Je m’étais interrogée sur le nombre de couverts, puisque nous n’étions que cinq à être présents, mais je n’avais pas osé les interroger ouvertement. Cependant, mon regard semblait avoir parlé pour moi.

- J’ai invité les Prudes à manger avec nous, mais je crois qu’ils n’ont pas compris le principe du réveillon de Noël, s’expliqua Thomas.

- Remarque, nous non plus…renchérit mon frère.

Les regards des trois autres se posèrent sur moi. Mais à l’idée d’aborder l’histoire de la naissance d’un enfant sans père biologique, dans une bergerie, en plein milieu de l’hiver, et tout un tas de voyageurs venus de contrés lointaines pour le fêter, j’étais vite découragée. La fête païenne qui consistait à honorer le bon comportement des enfants par une distribution de cadeaux venant d’un grand-père vêtu de rouge et qui se déplaçait à l’aide d’un traineau volant tiré par des rennes ; ce n’était pas beaucoup mieux. Je préférais donc faire mine de ne pas avoir compris leur requête.

- Je ne savais pas qu’il y avait d’autres personnes ici. Je n’ai jamais croisé âme qui vive, relevais-je.

- C’est parce que tu leur fais peur, me répondit le blondinet.

- Pourquoi?

- Bah…t’es un drôle de petit monstre, toi.

Un drôle de petit monstre. Voilà comment chacun d’entre eux me définissait. Un monstre. Je savais que Joseph ne le pensait pas en mal, ni les autres d’ailleurs. Sauf peut-être Shin dont le nez se froissa au moment même où Jo avait prononcé ce mot. Mais il avait dit un monstre. Et ces mots résonnaient en boucle dans mon cerveau. Mes entrailles pesèrent soudain une tonne, ce qui me coupa l’appétit. Je me renfrognais et décidais de ne plus poser de questions. Si c’était pour recevoir ce genre de réponse, je préférais m’abstenir.

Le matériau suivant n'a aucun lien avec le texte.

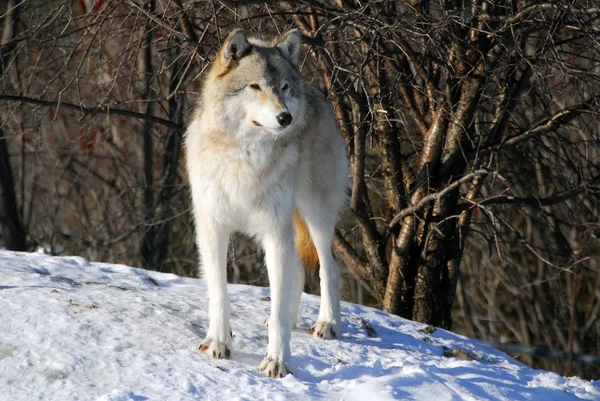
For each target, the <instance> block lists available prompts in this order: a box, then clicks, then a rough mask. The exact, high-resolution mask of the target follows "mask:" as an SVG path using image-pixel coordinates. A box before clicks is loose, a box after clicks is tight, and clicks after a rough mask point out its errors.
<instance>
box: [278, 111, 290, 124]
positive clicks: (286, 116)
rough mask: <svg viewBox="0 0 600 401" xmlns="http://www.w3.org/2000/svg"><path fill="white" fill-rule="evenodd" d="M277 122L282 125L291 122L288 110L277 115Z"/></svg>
mask: <svg viewBox="0 0 600 401" xmlns="http://www.w3.org/2000/svg"><path fill="white" fill-rule="evenodd" d="M277 122H278V123H279V125H281V126H282V127H287V126H288V125H290V124H291V123H292V115H291V114H290V113H288V112H283V113H279V114H278V115H277Z"/></svg>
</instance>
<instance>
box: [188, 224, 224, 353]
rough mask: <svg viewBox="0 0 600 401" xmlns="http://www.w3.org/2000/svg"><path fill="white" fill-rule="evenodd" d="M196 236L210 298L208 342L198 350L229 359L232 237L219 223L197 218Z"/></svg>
mask: <svg viewBox="0 0 600 401" xmlns="http://www.w3.org/2000/svg"><path fill="white" fill-rule="evenodd" d="M196 235H197V242H198V249H199V251H200V257H201V261H202V271H203V273H204V278H205V280H206V284H207V285H208V297H209V306H208V315H209V324H208V332H207V333H206V338H205V339H204V341H202V343H200V345H199V346H198V350H199V351H201V352H203V353H206V354H208V355H210V356H212V357H213V358H217V359H221V358H229V357H230V356H231V354H232V352H233V334H232V332H231V325H230V322H229V317H230V310H229V297H228V296H227V246H228V245H229V234H228V233H226V232H225V231H224V230H222V229H220V227H218V225H216V224H212V223H210V222H206V221H205V220H204V221H203V220H201V219H197V234H196Z"/></svg>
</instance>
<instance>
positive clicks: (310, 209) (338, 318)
mask: <svg viewBox="0 0 600 401" xmlns="http://www.w3.org/2000/svg"><path fill="white" fill-rule="evenodd" d="M301 213H302V217H303V218H304V220H305V221H306V224H307V225H308V229H309V231H310V236H311V238H312V241H313V244H314V245H315V248H316V250H317V254H318V255H319V265H320V268H319V276H320V277H321V307H320V310H319V317H318V319H317V322H316V323H315V325H314V326H313V327H312V329H311V332H312V333H313V335H314V336H315V337H318V338H333V337H339V336H340V335H341V334H342V317H341V312H340V272H339V268H338V266H337V264H336V262H335V260H334V259H333V254H332V252H331V244H332V242H333V234H334V230H335V216H336V215H337V213H333V212H331V211H329V212H328V211H327V210H326V209H323V208H321V207H320V205H318V204H315V203H312V204H310V205H307V207H306V208H304V210H301Z"/></svg>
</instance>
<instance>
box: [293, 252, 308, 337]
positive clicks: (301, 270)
mask: <svg viewBox="0 0 600 401" xmlns="http://www.w3.org/2000/svg"><path fill="white" fill-rule="evenodd" d="M304 279H305V273H304V265H303V264H302V263H300V261H298V263H297V264H296V282H295V283H294V287H295V289H294V299H293V300H292V327H297V326H298V318H299V317H298V314H299V311H300V298H302V292H303V291H304Z"/></svg>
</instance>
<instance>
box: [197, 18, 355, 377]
mask: <svg viewBox="0 0 600 401" xmlns="http://www.w3.org/2000/svg"><path fill="white" fill-rule="evenodd" d="M300 47H301V34H300V32H299V31H298V30H296V29H294V30H291V31H289V32H287V33H286V34H284V35H283V36H281V37H280V38H278V39H276V40H274V41H273V42H267V41H263V40H261V39H258V38H253V37H249V36H247V35H246V33H245V32H244V30H242V29H235V30H233V31H232V32H231V33H230V34H229V36H228V37H227V38H226V39H225V41H224V43H223V45H222V47H221V49H220V50H219V52H218V54H217V56H216V57H215V59H214V60H213V62H212V64H211V66H210V68H209V70H208V72H207V75H206V78H205V79H204V83H203V87H202V92H201V95H200V99H199V102H198V105H197V107H196V109H195V111H194V114H193V118H192V119H191V121H190V124H189V125H188V127H187V130H186V133H185V147H186V164H187V172H188V176H189V183H190V188H191V195H192V203H193V214H194V221H195V229H196V242H197V246H198V250H199V253H200V264H201V268H202V270H203V274H204V277H205V279H206V281H207V284H208V295H209V327H208V331H207V334H206V338H205V339H204V340H203V341H202V343H201V344H200V345H199V350H200V351H201V352H204V353H207V354H209V355H211V356H212V357H213V358H230V357H231V355H232V351H233V334H232V332H231V326H230V305H229V299H228V296H227V267H226V264H227V247H228V243H229V238H230V236H231V235H232V233H234V232H242V233H245V234H248V235H250V236H252V237H254V238H255V239H256V240H257V241H258V242H259V243H260V244H261V245H262V247H263V249H264V252H265V261H266V265H267V271H268V274H269V282H270V286H271V315H270V317H269V319H268V323H267V327H268V333H269V342H268V346H267V352H266V356H265V358H264V360H263V361H262V363H261V364H260V367H259V369H260V370H261V371H263V372H265V373H266V374H267V375H268V376H269V377H283V376H285V375H286V374H287V373H288V371H289V363H290V359H291V351H290V337H291V330H292V327H293V326H295V324H296V322H297V319H298V308H299V303H300V296H301V294H302V290H303V286H304V267H303V266H304V264H305V263H313V262H314V261H318V265H319V275H320V278H321V304H320V312H319V317H318V319H317V322H316V323H315V324H314V326H313V327H312V333H313V335H314V336H316V337H318V338H332V337H338V336H340V334H341V330H342V326H341V324H342V320H341V314H340V294H339V290H340V288H339V271H338V266H337V265H336V262H335V261H334V258H333V254H332V250H331V247H332V241H333V236H334V232H335V223H336V217H337V215H338V213H339V211H340V209H341V208H342V206H343V204H344V202H345V198H346V196H345V195H346V188H347V186H348V183H347V177H348V160H347V157H346V151H345V143H344V140H343V138H342V136H341V134H340V131H339V128H338V126H337V123H336V118H335V115H334V113H333V110H332V107H331V106H330V104H329V103H328V101H327V99H326V98H325V96H324V95H323V94H322V93H321V92H320V91H319V90H317V89H315V88H313V87H311V86H309V85H308V84H307V82H306V81H305V80H304V79H303V78H302V76H301V74H300V72H299V71H298V63H299V58H300ZM295 245H297V247H296V246H295ZM302 261H303V262H304V263H303V262H302Z"/></svg>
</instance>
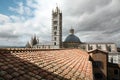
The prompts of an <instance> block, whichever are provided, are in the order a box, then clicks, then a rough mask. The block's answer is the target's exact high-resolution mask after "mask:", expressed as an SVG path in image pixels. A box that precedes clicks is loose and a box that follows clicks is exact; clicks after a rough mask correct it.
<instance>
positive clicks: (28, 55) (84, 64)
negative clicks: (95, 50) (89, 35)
mask: <svg viewBox="0 0 120 80" xmlns="http://www.w3.org/2000/svg"><path fill="white" fill-rule="evenodd" d="M92 77H93V75H92V64H91V62H90V61H89V55H88V54H87V53H86V52H84V51H82V50H79V49H66V50H47V51H36V52H23V53H0V80H92Z"/></svg>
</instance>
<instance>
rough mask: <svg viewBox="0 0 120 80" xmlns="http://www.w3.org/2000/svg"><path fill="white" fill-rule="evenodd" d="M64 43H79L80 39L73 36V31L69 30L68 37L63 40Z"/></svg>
mask: <svg viewBox="0 0 120 80" xmlns="http://www.w3.org/2000/svg"><path fill="white" fill-rule="evenodd" d="M64 42H66V43H70V42H72V43H81V41H80V39H79V38H78V37H77V36H75V35H74V29H71V30H70V35H68V36H67V38H66V39H65V41H64Z"/></svg>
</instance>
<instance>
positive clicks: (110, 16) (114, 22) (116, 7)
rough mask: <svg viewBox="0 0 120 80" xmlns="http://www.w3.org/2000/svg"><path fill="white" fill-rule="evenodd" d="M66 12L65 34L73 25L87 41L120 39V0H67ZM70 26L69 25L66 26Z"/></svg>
mask: <svg viewBox="0 0 120 80" xmlns="http://www.w3.org/2000/svg"><path fill="white" fill-rule="evenodd" d="M65 4H66V8H65V9H64V10H65V13H64V17H63V19H64V21H65V22H64V26H65V28H64V30H63V32H64V35H65V36H67V34H68V32H66V31H67V30H69V29H70V28H71V26H73V28H74V29H75V32H76V35H78V36H79V37H80V39H81V40H83V42H84V41H87V42H115V43H118V42H119V41H120V39H119V37H120V34H119V33H120V5H119V4H120V1H119V0H85V1H82V0H76V1H75V4H74V2H72V1H69V2H68V1H66V3H65ZM66 26H68V27H66Z"/></svg>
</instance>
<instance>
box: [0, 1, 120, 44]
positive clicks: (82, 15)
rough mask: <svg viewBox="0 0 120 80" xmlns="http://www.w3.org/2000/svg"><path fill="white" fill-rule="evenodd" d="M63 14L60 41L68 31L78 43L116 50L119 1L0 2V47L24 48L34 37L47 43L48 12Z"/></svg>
mask: <svg viewBox="0 0 120 80" xmlns="http://www.w3.org/2000/svg"><path fill="white" fill-rule="evenodd" d="M56 3H57V5H58V6H59V7H60V9H61V10H62V13H63V41H64V39H65V37H66V36H67V35H68V34H69V29H70V28H71V27H72V28H74V29H75V34H76V35H77V36H78V37H79V38H80V40H81V41H82V42H114V43H116V44H117V45H118V46H120V0H0V46H24V45H25V44H26V43H27V41H29V40H30V38H31V37H32V36H33V35H34V34H37V37H39V39H40V42H44V41H50V40H51V17H52V16H51V12H52V9H54V8H55V7H56Z"/></svg>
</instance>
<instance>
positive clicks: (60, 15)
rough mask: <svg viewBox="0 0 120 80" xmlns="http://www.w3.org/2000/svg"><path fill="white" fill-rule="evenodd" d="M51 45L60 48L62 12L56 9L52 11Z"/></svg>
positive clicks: (60, 44)
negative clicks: (51, 37) (51, 39)
mask: <svg viewBox="0 0 120 80" xmlns="http://www.w3.org/2000/svg"><path fill="white" fill-rule="evenodd" d="M52 45H53V46H54V48H55V49H59V48H62V12H61V11H60V9H59V8H58V7H56V9H55V10H53V11H52Z"/></svg>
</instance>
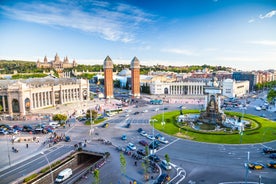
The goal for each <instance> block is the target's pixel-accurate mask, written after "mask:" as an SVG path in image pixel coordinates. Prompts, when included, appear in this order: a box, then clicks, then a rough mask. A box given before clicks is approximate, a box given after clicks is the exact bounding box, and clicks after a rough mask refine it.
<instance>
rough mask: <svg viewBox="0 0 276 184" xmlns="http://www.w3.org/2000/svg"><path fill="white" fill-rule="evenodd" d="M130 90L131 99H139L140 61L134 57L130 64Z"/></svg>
mask: <svg viewBox="0 0 276 184" xmlns="http://www.w3.org/2000/svg"><path fill="white" fill-rule="evenodd" d="M130 69H131V89H132V98H137V97H138V98H139V97H140V61H139V60H138V58H137V57H136V56H135V57H134V58H133V59H132V61H131V63H130Z"/></svg>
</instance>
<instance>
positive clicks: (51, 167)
mask: <svg viewBox="0 0 276 184" xmlns="http://www.w3.org/2000/svg"><path fill="white" fill-rule="evenodd" d="M40 153H41V155H43V156H44V157H45V159H46V160H47V162H48V166H49V167H50V171H51V178H52V183H54V176H53V171H52V167H51V164H50V162H49V160H48V158H47V156H46V155H45V153H44V152H40Z"/></svg>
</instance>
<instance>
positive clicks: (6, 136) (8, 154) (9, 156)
mask: <svg viewBox="0 0 276 184" xmlns="http://www.w3.org/2000/svg"><path fill="white" fill-rule="evenodd" d="M5 136H6V140H7V147H8V158H9V166H10V167H11V156H10V147H9V141H8V138H7V135H5ZM12 141H13V140H12Z"/></svg>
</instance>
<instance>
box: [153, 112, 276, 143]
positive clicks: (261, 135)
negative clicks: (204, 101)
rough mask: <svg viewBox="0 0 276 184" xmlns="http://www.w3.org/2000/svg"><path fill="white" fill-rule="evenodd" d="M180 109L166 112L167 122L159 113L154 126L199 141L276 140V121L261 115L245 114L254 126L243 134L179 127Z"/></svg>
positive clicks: (225, 141) (230, 115)
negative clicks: (164, 124) (215, 131)
mask: <svg viewBox="0 0 276 184" xmlns="http://www.w3.org/2000/svg"><path fill="white" fill-rule="evenodd" d="M183 113H185V114H186V113H191V114H193V113H199V111H198V110H185V111H183ZM179 114H180V112H179V111H172V112H167V113H164V120H165V122H166V124H165V125H164V126H162V125H161V121H162V114H158V115H156V116H154V117H152V119H156V120H157V122H155V123H154V128H155V129H158V130H160V131H163V132H164V133H166V134H169V135H173V136H176V137H180V138H183V139H191V140H194V141H199V142H209V143H223V144H241V143H242V144H249V143H260V142H269V141H272V140H276V123H275V122H273V121H270V120H268V119H265V118H261V117H259V116H254V115H250V114H245V115H244V118H245V119H246V120H248V121H252V122H253V123H252V127H251V129H250V130H245V131H244V133H243V135H242V136H241V135H240V134H239V132H238V131H236V132H233V133H227V132H214V133H211V132H201V131H196V130H193V129H191V128H189V127H183V128H179V126H178V125H177V122H176V118H177V116H179ZM225 114H227V116H237V117H238V116H242V114H241V113H237V112H225ZM151 125H153V123H152V122H151Z"/></svg>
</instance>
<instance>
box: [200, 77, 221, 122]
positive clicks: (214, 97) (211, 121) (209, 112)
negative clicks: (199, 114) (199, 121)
mask: <svg viewBox="0 0 276 184" xmlns="http://www.w3.org/2000/svg"><path fill="white" fill-rule="evenodd" d="M210 83H211V84H210V85H209V86H206V87H204V94H205V111H202V112H201V113H200V116H199V118H198V121H200V122H202V123H208V124H217V125H222V123H223V122H224V121H225V120H226V115H225V114H224V113H223V112H222V111H221V109H220V95H221V88H220V87H219V84H218V81H217V78H216V74H215V73H213V76H212V80H211V81H210Z"/></svg>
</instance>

J’avais pris sur moi et m’étais forcé à avaler deux ou trois bouchées. Finalement, le repas était très bon, ce qui était plutôt surprenant au vu de l’aspect de certains aliments. Cependant, l’ambiance de la soirée était assez surprenante : personne n’avait dit un seul mot durant plus d’une heure. Si cela n’avait pas semblé les gêner, j’avais voulu lancer la conversation mais je ne trouvais pas de sujet adéquat. J’avais fini pas abandonner l’idée et jouais avec les restes d’une pomme de terre en tentant de ne pas songer à ce que m’inspiraient tous ces sièges vides.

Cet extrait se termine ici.